Abstract:
With the growing technological advancements in the present era, the curiosity to remain updated about the daily happenings in the world has opened up various opportunities for news dissemination. Access to information with ease has made the propagation of news much efficient and cost effective. However, online news is a double-edged sword that creates a room for spreading fake news which intends to mislead and exaggerate the reality. This issue is a rising problem leading towards several real world sociopolitical and cultural impacts. To curb the menace of fake news different organizations are working to handle it, but majority of the work is being done in English, unfortunately the language of Urdu in this dimension remains untouched.
This research is focused on detecting fake news in Urdu language. The demand is to have a detecting mechanism that can predict between fake and real news. In South Asian languages, unavailability of datasets is the major hindrance of evaluating fake news. Therefore, my contribution is the induction of a dataset influenced by English fake news dataset for Urdu news; Corpus of Urdu News for Fake News Detection (COUNFND) which has been derived from digital journalism. It contains 480 documents with 120 claims processed by means of conducting traditional machine learning algorithms and text preprocessing techniques. The corpus holds great importance for the evaluation of fake news detection system specifically for Urdu Language.
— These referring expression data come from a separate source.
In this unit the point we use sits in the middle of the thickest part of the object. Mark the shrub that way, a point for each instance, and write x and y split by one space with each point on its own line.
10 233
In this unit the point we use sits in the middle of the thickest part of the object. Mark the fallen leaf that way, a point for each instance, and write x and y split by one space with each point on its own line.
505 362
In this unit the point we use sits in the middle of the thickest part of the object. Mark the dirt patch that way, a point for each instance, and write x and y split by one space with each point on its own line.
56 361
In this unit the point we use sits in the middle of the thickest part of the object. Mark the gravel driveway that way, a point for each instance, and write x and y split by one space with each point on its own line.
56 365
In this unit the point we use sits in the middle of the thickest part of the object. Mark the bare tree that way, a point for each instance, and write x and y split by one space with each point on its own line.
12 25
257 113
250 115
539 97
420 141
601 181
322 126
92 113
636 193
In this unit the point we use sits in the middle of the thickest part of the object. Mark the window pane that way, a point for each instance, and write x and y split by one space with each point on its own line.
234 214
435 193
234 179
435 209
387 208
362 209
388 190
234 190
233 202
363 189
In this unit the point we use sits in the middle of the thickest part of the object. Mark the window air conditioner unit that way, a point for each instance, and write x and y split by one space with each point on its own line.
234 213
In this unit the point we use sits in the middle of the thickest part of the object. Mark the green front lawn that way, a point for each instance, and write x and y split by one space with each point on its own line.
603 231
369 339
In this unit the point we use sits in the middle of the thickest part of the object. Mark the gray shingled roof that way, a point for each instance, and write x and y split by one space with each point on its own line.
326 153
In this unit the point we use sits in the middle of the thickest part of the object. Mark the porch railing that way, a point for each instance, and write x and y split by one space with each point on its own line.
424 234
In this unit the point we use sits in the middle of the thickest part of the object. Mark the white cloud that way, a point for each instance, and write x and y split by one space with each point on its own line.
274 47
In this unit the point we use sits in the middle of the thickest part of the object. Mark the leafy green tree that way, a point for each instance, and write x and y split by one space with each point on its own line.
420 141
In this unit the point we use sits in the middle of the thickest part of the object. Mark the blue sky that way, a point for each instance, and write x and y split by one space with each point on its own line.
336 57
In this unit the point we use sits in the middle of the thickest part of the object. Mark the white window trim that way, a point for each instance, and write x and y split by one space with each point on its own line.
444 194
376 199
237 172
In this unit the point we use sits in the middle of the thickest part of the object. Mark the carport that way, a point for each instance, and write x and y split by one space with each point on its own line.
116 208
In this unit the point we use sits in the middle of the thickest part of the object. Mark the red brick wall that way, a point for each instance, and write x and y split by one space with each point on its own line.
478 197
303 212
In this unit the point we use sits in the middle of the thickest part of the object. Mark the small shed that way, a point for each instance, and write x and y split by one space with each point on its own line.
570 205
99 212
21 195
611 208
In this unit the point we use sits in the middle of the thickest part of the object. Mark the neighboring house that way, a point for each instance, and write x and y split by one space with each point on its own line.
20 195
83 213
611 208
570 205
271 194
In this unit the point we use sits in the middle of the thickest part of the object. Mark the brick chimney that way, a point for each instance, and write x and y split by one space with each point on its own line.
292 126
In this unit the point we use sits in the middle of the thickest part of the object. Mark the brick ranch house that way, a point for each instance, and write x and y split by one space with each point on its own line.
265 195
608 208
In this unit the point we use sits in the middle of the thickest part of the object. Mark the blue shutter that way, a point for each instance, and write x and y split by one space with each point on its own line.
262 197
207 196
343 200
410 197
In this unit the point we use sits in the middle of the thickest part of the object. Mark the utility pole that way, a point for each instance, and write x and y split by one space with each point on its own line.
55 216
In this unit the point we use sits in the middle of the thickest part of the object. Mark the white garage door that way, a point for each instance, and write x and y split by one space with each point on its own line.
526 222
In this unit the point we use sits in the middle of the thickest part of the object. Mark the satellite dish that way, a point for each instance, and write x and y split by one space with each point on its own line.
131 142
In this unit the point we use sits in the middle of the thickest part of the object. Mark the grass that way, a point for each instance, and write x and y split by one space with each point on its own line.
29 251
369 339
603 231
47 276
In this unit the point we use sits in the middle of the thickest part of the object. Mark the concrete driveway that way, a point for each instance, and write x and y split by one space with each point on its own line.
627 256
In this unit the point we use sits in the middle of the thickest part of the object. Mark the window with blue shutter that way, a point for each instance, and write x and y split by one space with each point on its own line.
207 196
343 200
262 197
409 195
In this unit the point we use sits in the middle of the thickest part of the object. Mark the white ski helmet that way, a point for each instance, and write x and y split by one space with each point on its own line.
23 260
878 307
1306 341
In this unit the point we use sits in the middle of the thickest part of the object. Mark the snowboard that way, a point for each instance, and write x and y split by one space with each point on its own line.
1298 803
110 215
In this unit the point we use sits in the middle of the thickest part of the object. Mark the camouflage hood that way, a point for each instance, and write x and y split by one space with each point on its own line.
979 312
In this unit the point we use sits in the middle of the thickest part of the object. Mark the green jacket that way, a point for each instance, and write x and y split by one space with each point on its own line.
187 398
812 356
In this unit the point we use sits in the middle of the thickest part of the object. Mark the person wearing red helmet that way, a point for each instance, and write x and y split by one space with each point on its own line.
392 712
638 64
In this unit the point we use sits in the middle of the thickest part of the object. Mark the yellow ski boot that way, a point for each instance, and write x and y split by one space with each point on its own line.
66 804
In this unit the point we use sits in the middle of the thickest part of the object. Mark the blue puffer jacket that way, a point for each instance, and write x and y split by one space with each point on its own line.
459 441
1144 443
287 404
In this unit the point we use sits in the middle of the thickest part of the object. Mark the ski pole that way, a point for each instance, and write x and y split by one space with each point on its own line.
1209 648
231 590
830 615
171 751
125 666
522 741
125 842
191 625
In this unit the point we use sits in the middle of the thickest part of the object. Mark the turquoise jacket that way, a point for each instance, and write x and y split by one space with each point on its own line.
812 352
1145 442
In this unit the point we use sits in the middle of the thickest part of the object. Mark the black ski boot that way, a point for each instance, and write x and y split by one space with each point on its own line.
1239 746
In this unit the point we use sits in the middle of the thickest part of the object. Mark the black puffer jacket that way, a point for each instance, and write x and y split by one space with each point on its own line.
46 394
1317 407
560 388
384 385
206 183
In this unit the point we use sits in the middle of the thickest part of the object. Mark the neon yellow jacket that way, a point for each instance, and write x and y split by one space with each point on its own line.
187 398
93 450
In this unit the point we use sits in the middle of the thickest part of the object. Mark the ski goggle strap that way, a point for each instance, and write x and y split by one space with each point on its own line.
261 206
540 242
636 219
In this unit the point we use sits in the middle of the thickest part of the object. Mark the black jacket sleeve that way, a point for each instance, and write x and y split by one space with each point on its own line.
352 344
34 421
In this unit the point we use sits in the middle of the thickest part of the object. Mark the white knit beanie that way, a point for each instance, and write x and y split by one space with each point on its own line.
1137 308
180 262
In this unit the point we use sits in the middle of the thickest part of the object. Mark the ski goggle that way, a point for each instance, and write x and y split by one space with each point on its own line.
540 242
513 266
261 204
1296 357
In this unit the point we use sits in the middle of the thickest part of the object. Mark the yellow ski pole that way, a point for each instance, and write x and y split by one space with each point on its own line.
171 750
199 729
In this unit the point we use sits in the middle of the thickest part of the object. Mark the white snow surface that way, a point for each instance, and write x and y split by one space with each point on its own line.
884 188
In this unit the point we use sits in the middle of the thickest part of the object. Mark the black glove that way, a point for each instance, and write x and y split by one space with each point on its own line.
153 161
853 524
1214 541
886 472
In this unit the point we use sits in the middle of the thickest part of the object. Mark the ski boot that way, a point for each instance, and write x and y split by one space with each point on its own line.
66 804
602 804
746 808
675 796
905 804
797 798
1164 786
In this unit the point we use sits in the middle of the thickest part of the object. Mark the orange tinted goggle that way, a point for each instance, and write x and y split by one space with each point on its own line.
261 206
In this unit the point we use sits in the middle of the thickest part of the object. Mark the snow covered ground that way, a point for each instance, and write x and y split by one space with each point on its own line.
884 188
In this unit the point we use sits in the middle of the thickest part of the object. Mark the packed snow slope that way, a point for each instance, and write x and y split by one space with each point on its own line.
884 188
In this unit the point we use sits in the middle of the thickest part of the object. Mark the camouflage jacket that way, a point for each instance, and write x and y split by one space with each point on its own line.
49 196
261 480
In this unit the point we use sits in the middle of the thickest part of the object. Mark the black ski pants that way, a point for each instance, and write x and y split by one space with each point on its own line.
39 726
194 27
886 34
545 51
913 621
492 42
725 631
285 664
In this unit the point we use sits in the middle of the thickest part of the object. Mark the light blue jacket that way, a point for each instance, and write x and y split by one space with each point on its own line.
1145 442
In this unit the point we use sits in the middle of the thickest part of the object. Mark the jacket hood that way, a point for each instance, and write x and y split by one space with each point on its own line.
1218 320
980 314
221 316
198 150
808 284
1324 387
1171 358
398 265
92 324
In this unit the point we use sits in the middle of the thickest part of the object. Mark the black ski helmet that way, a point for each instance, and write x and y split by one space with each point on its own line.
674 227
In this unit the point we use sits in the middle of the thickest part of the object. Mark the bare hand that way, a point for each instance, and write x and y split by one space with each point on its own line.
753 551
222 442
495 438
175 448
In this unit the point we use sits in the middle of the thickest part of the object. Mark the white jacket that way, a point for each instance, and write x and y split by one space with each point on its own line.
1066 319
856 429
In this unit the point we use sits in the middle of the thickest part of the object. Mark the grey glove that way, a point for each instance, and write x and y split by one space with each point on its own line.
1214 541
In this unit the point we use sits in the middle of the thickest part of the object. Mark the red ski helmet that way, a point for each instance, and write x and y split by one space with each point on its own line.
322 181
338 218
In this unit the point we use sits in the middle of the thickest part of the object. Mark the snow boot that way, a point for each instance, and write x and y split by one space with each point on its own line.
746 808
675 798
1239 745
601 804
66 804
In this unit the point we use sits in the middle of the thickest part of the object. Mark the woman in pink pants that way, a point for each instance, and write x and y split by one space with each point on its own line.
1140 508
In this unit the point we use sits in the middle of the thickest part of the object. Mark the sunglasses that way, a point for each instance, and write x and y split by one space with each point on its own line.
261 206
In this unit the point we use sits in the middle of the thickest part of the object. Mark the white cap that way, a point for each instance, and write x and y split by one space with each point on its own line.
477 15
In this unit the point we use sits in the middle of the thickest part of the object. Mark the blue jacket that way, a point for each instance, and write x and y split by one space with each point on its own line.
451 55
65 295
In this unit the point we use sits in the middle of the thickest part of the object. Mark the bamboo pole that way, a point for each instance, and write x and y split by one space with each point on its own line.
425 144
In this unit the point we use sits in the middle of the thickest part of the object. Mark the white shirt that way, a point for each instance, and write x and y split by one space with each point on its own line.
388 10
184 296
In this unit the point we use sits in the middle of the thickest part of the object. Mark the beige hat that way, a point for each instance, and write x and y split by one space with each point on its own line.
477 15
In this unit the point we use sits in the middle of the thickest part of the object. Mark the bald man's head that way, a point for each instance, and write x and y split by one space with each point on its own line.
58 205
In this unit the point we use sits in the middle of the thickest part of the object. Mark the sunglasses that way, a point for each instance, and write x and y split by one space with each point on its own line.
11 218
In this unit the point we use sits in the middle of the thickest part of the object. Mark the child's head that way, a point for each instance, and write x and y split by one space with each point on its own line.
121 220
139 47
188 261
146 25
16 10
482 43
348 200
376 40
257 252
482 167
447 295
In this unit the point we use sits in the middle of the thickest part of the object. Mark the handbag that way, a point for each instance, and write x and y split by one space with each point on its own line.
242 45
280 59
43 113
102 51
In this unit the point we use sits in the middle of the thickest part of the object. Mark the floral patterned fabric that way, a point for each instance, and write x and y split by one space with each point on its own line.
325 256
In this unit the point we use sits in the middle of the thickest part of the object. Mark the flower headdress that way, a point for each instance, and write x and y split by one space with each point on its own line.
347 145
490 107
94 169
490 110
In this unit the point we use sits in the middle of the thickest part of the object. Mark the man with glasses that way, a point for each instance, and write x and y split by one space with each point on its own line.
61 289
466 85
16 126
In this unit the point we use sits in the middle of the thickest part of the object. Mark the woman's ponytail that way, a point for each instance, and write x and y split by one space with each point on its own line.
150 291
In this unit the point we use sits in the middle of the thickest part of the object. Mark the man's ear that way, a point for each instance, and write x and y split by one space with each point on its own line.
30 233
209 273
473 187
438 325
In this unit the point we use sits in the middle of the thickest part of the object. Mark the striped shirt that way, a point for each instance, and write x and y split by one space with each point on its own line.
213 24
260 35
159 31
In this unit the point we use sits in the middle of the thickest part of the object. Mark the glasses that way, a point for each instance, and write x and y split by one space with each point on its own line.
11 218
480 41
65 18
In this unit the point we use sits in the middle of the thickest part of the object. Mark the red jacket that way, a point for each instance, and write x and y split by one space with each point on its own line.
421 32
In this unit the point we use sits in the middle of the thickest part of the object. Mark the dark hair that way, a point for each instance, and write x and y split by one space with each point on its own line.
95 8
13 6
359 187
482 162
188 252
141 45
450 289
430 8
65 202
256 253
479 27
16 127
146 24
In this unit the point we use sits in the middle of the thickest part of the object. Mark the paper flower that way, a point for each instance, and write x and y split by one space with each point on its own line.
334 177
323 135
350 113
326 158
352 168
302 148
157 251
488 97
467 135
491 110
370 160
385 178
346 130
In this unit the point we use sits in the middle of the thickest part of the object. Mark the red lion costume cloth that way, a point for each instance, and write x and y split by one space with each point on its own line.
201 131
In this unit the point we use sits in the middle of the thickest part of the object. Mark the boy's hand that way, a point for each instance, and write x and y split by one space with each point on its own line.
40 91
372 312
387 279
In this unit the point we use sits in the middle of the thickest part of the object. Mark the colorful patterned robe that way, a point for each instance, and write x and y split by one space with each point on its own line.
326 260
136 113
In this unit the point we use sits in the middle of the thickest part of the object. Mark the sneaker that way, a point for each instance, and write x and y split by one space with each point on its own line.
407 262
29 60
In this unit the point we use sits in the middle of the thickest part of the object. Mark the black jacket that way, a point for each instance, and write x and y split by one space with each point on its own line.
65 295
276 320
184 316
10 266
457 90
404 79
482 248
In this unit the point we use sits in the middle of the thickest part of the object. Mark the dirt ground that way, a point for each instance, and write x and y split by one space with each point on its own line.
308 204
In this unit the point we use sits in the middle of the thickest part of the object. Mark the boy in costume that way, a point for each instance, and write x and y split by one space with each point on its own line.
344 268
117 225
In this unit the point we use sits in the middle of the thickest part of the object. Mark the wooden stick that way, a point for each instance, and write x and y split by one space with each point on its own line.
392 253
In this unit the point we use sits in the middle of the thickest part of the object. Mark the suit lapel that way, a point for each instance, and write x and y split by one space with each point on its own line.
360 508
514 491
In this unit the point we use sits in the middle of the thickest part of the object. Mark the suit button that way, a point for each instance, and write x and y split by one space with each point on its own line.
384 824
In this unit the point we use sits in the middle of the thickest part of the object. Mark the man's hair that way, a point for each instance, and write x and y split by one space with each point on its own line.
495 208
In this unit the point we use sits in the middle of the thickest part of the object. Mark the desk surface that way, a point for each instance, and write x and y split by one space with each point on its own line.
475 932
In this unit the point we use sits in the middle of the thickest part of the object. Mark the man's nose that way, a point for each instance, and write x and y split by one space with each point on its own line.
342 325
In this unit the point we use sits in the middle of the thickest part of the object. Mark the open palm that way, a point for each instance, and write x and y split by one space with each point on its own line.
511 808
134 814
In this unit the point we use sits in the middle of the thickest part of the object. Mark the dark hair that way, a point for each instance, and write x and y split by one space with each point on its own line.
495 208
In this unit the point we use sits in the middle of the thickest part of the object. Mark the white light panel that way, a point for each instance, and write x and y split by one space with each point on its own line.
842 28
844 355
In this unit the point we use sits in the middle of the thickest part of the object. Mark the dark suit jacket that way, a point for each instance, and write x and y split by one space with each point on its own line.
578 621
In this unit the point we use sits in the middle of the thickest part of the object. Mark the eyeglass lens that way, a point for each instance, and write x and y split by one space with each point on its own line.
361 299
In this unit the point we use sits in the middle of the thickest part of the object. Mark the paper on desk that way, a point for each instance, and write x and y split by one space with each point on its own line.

This thesis discusses different techniques that have been applied on the Urdu language datasets and furthermore achieving classification accuracy of about 73 percent effectively.
Later on, a new dataset of fake news in Urdu Language has been introduced by Maaz Amjad (Bend the Truth), which has articles divided into fake and real classification, I have applied different supervised learning models and have achieved an accuracy of 0.89 on random forest using four grams techniques which is greater than the baseline accuracy provided with the dataset.